09 junho 2009

Eleições Europeias

Misses, príncipes, antigos pilotos de rally e até padres. Variedade é o que não falta entre as nove mil candidaturas ao Parlamento Europeu. Vale tudo para agitar o eleitorado.

Elena Basescu


Ex-modelo, capa de revista, líder de juventudes partidárias, a filha mais nova de Traian Basescu, a quem chamam a Paris Hilton da Roménia, por gostar muito de festas.

Quer defender os interesses dos romenos no Parlamento Europeu.





Partido Pirata sueco consegue representação no Parlamento Europeu.

O Partido Pirata, criado em Janeiro de 2006 pelo empresário de informática Rickard Falkvinge, foi o quinto partido mais votado pelos eleitores suecos, conquistando 7,4% dos votos e um lugar no Parlamento Europeu, depois de ter sido o principal protagonista da campanha eleitoral graças ao apoio popular conquistado na sequência de um processo judicial contra o portal sueco de partilha de ficheiros "Pirate Bay", cujos responsáveis foram condenados em Abril a um ano de prisão.


Rachida Dati


Ministra francesa da Justiça, de 43 anos, símbolo de emancipação, uma dos 12 filhos de um casal argelino-marroquino e, agora, mãe solteira (não se sabe quem é o pai; durante algum tempo especulou-se ser o antigo primeiro-ministro espanhol, José María Aznar, agora fala-se de François Sarkozy, o irmão do próprio presidente francês).








Dieudonné M’Bala M’Bala

Chamado de antissemita e racista, ele foi candidato ao Parlamento Europeu, pelo Partido Anti-Semita Francês. Ex-militante de esquerda, ele agora é comparado a Jean-Marie Le Pen. Segundo entrevista dele neste mês, quando anunciou sua candidatura na eleição europeia, existe na França um sistema sionista. “São os escravagistas. Precisamos nos libertar”, disse, concluindo que o sionismo “gangrena a França. É um perigo”.
Com 1,5% dos votos não conseguiu ser eleito.

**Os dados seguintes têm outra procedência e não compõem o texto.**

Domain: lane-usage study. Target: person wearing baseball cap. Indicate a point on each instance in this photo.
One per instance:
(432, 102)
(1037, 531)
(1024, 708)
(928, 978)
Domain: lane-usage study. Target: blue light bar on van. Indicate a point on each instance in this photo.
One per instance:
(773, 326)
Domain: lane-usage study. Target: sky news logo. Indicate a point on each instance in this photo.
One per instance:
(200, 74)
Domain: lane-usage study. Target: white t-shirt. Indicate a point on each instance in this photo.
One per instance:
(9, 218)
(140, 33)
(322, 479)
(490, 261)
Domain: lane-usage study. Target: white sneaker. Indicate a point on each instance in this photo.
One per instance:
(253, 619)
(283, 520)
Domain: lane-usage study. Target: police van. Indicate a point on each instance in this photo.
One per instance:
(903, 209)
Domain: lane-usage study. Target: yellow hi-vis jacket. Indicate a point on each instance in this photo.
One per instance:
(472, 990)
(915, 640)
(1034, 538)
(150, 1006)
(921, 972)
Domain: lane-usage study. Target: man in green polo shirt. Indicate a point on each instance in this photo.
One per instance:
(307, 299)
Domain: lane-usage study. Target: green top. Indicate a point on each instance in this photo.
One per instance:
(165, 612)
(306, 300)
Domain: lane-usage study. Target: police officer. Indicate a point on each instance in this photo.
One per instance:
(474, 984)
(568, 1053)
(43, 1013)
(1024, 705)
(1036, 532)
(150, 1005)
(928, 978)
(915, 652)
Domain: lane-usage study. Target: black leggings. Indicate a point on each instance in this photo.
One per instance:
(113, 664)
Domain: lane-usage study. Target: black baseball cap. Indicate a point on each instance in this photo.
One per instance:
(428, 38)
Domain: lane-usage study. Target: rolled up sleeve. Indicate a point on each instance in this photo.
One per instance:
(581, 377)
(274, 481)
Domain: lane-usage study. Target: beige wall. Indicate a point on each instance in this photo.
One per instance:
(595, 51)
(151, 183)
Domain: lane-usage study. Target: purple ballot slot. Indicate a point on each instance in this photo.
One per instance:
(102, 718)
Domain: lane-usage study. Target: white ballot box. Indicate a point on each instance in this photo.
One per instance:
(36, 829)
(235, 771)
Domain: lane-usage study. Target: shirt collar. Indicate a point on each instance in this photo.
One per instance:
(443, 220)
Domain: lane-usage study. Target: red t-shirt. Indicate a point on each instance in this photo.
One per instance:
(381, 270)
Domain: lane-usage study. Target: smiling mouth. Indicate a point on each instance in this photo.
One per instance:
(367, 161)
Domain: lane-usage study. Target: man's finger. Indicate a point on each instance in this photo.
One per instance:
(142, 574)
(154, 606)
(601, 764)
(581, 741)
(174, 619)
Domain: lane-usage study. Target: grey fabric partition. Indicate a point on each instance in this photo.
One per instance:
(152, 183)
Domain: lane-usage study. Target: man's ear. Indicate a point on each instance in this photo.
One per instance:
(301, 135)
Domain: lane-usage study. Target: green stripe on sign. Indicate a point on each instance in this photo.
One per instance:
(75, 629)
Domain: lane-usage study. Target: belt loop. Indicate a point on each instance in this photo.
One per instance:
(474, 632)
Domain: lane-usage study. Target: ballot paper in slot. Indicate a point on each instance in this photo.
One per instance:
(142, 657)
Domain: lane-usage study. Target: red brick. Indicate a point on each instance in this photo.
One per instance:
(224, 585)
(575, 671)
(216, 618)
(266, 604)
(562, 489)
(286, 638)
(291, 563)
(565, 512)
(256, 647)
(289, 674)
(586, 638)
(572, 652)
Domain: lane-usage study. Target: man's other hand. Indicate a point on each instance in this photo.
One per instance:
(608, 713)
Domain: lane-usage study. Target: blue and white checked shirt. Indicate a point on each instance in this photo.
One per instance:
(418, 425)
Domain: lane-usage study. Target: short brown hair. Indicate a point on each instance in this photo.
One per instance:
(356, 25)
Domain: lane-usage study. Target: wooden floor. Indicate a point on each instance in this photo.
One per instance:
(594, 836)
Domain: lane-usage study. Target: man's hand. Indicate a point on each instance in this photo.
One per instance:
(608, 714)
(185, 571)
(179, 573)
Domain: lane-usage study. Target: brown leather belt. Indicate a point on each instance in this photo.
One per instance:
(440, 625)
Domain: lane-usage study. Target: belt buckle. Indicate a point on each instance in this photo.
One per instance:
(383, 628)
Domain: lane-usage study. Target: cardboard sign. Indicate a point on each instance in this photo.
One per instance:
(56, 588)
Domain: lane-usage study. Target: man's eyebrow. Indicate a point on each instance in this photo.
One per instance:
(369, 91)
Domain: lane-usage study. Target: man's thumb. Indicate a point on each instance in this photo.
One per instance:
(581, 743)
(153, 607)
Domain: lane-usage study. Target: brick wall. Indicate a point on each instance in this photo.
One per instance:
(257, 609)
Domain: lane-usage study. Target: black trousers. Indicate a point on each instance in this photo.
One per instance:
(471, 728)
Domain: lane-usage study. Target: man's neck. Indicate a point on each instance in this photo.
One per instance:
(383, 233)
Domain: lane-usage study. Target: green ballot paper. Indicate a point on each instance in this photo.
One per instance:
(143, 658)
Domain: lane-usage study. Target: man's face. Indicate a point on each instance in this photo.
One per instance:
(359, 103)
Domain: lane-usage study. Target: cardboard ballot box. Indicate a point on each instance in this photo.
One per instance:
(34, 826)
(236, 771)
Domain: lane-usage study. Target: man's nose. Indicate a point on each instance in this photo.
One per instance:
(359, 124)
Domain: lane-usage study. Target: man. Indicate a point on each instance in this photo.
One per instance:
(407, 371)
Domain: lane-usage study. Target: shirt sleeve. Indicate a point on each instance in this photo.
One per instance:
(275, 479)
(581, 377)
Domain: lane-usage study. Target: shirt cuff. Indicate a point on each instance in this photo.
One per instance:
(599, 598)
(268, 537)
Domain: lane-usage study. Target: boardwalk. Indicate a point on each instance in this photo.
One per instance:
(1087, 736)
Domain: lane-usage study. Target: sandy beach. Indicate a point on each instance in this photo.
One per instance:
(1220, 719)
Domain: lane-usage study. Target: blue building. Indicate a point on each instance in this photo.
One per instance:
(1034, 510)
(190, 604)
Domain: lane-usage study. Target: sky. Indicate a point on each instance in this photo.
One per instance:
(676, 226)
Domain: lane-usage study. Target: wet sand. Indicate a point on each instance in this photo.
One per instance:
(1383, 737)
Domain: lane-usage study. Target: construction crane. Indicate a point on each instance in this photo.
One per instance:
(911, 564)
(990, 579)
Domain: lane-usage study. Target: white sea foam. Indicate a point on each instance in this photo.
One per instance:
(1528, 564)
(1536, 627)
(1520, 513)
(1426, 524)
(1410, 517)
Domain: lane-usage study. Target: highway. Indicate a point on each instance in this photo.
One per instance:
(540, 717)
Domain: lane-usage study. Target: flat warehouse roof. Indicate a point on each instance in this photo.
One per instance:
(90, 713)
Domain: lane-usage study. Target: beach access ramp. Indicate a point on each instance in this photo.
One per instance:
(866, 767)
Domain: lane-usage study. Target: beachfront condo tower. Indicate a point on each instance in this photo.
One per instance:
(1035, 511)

Jean-Marie Le PenPresidente da Frente Nacional, com 81 anos, foi eleito com 7% dos votos em França. Defendeu que as câmaras de gás na 2ªGuerra Mundial foram apenas um detalhe.



Bárbara Matera

Das 25 jovens mulheres que foram escolhidas pelo primeiro ministro italiano Silvio Berlusconi para concorrer nas eleições européias pelo seu partido, o conservador Povo da Liberdade (PDL), apenas uma foi mantida na disputa.

Berlusconi teria justificado a indicação de Matera por ela ter formação universitária em Ciência da Educação. Segundo ele, o estudo é fundamental para a formação de um candidato. Barbara Matera, ex-candidata a Miss Itália que atualmente trabalha como modelo e atriz, com 28 anos, que sonhava ser bailarina, acabou na política e confessou a falta de preparação.